Должен признаться, что я порой провоцирую собеседников: «А что, если ваша страна превратится в диктатуру? Например, на нее кто-то нападет или в ней кто-то узурпирует власть? Чем вы будете готовы рискнуть? Представьте себе, что завтра вашему другу дадут восемь с половиной лет за репортаж о военных зверствах — и вы будете знать, что любое слово в его защиту может отправить вас за ним?» Вопрос часто ставит собеседников в тупик. «Какой ужас, со мной не может этого произойти!», «я немедленно уеду», «что бы ни случилось, мои дети не должны пострадать» — вот некоторые ответы, которые я получал. (Интересно, что совсем иначе говорили те, кто имел опыт физического конфликта с французской или немецкой полицией. Впрочем, они вообще не задают странных вопросов.)
Тексты и поступки Ильи Яшина предлагают пример иной политики — такой, в которой ради демократии есть смысл рискнуть всем
Однако здесь возникает неприятная перспектива: если никто не желает ничем рисковать, то скоро ли закончатся места, куда можно будет уехать? Как могут подтвердить многие наши соотечественники, список стран, куда можно переместиться и жить в безопасности, короче, чем может показаться.
Чтобы выбраться из этого круга, придется признать, что личная безопасность и демократия не только не ходят вместе, но нередко прямо противоречат друг другу. Что лучшие гарантии безопасности дает тиран в обмен на отказ человека от права управлять своей жизнью. Что исторически демократия чаще всего становится возможной благодаря поступкам людей, которые готовы жертвовать собой. Что самые основания политического порядка, кажущегося таким прочным, могут оказаться совсем рядом, едва присыпанные опилками политических институтов. Что они в любой момент могут потребовать выбора — который делать не хочется и который проще отрицать.
История знает много типов политических заключённых. Среди них были те, кто рассчитывал победить в суде и не смог. Были те, кто отправлялся в тюрьму, выполнив свою миссию. Были те, кто пользовался первой возможностью бежать. Были те, кто координировал мощные движения из-за решетки. Илья Яшин не относится ни к одному из этих типов. И несмотря на сходство с советскими диссидентами, он отличается и от них: его поступок — не чисто моральный выбор. Как политика, его не могут не интересовать последствия.
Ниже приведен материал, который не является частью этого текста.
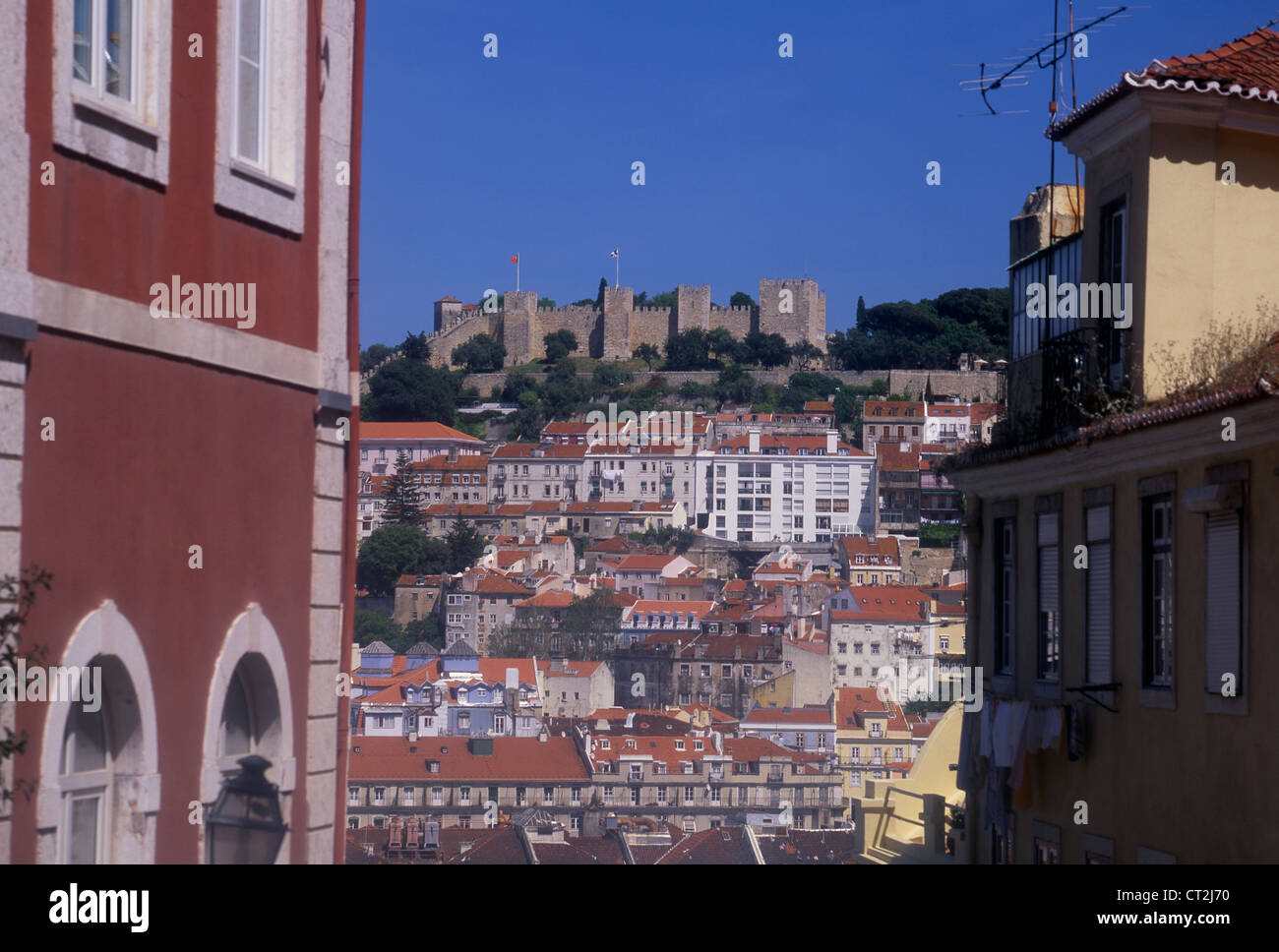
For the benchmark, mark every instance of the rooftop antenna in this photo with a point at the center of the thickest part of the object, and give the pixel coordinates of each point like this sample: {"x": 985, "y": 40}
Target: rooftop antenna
{"x": 1045, "y": 56}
Именно поэтому он повторяет, что желает превратить судебную трибуну в политическую — то есть политизирует суд.
Тексты и поступки Яшина предлагают пример иной политики — такой, в которой ради демократии есть смысл рискнуть всем. Они напоминают об этом нам, в России, где правящий класс свято верит в принцип «своя рубашка ближе к телу» и силой старается навязать этот принцип всем вокруг. Но они могли бы кое-что напомнить и тем за пределами России, кто наивно верит, будто их безопасность никогда не будет поставлена под сомнение. Они держат зажженным фонарь политической альтернативы. От его света трудно отвернуться, потому что людей всегда завораживает тот, кто, подобно канатоходцу, идет вперед. Мы всегда хотим знать, куда и ради чего он идет.
Каждый тип политического заключенного соответствует своему времени. Мы живем в эпоху, когда трудно представить что-то, что было бы важнее личной выгоды: идея прогресса выглядит дискредитированной, а разговоры об общем благе звучат как какая-то разводка. Я с большим сомнением, чем автор, отношусь к идее о том, что в силу какого-то исторического закона «диктатура» закончится и автоматически сменится «демократией». Однако когда перемены придут, они точно потребуют другого отношения к политике. Ядро этого нового отношения сегодня выковывается сотнями политических заключённых в российских тюрьмах.